As a child, I didn't understand Labor Day, except as the last holiday before school started. Remember when school started in September? After Labor Day?

Work didn't have any meaning to me - except for Mum, the adults in my life didn't work. Not until I was much older, in my teens, did I learn that one had to earn the money to buy what one needed or wanted - until then, I just asked for it and someone gave it to me. Don't get your knickers in a twist - I rarely asked for it, because I just didn't care about "stuff".

If you teach your kids nothing about finances, if you shelter them from the reality of bills, of debt, of income and outgo, you are doing them a disservice. I'm not saying your two-year-old needs to know the ins and outs of high finance, but there's nothing wrong with gently explaining that the toy, kid's meal, or trip to Chuck-E-Cheese they want can't happen right now because it's not in the budget.

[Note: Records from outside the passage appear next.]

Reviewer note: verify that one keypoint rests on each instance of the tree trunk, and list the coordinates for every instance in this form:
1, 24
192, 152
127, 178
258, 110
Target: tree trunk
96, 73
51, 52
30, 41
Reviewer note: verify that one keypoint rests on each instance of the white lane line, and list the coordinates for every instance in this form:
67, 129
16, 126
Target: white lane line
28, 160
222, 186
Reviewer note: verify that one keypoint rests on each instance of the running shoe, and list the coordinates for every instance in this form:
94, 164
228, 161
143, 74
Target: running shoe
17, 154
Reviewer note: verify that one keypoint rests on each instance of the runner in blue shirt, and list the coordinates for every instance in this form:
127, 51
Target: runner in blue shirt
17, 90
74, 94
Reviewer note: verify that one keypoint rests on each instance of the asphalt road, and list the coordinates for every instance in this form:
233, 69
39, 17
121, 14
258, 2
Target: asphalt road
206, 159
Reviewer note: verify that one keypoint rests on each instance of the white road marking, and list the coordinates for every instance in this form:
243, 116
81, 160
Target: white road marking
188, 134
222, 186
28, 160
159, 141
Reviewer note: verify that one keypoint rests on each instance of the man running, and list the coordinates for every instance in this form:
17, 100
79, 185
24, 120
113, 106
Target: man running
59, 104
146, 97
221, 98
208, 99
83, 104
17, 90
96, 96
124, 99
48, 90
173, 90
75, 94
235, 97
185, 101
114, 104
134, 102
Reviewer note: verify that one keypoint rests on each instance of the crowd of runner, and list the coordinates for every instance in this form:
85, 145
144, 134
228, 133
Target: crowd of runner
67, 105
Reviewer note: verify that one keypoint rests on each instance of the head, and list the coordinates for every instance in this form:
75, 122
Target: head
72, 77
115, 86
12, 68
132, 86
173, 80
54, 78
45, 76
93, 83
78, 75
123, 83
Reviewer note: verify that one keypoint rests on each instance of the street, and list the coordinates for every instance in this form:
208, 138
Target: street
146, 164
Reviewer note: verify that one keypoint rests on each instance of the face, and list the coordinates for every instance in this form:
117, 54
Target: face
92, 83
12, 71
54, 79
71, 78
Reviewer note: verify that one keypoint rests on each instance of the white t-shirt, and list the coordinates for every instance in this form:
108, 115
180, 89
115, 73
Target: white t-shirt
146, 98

If I'd known about budget, about saving for the items I wanted instead of using credit, I never would have had to declare bankruptcy way back in the dark ages of my past.

There's nothing wrong with a little delayed gratification.

I've never been able to hold a regular job. Anywhere from the first day to six months in, I used to look around my workplace for ways to kill myself. I figured that's not really healthy, so I moved on from job to job until I gave it up entirely. Luckily, my family has understood my preference for not offing myself with a deep-fryer, glass cutter, razor blade, pneumatic stapler, pizza cutter, or and other otherwise useful and generally harmless tool of one trade or another. I'm blessed, and I know it - plenty of people have no choice but to work shit jobs just to struggle to keep their family in Ramen.

Now I'm a wee more grown up (well, older at least), and I am still a little hazy on this whole Labor Day thing - what's it all about? Does anyone else find it a little ironic that our nation celebrates labor by not working??

Oh, well...happy Labor Day anyway.

3 comments:

RachelW said...

One of my first jobs was in a shoe store-- a chain that no longer exists. I figured after the chain went bankrupt that it must be karmic retribution for how they used me then chucked me, like they did to so many young workers. Anyhow, your post reminded me of one of the early-industrial-age machines we used in that store. They had an old-fashioned cash register where you punched in the numbers, then drew down a metal arm to generate the receipt and open the till. That would be quite an interesting device to harm oneself with! It would take some creativity to describe how the injury was inflicted on the Worker's Comp forms, but it would have been worth the hassle. ;)

Anonymous said...

Many schools now including mine, start school before labor day. You know in the Philippines they celebrate Labor Day like the rest of the world on May 1 and they celebrate by going to the beach.

It's rather ironic to not work during Labor Day, but hey, I ain't complaining.

Kit said...

What I found about the origins of the US Labor Day holiday:
http://www.dol.gov/opa/aboutdol/laborday.htm

Enjoy, and go chill. :) See you Wednesday!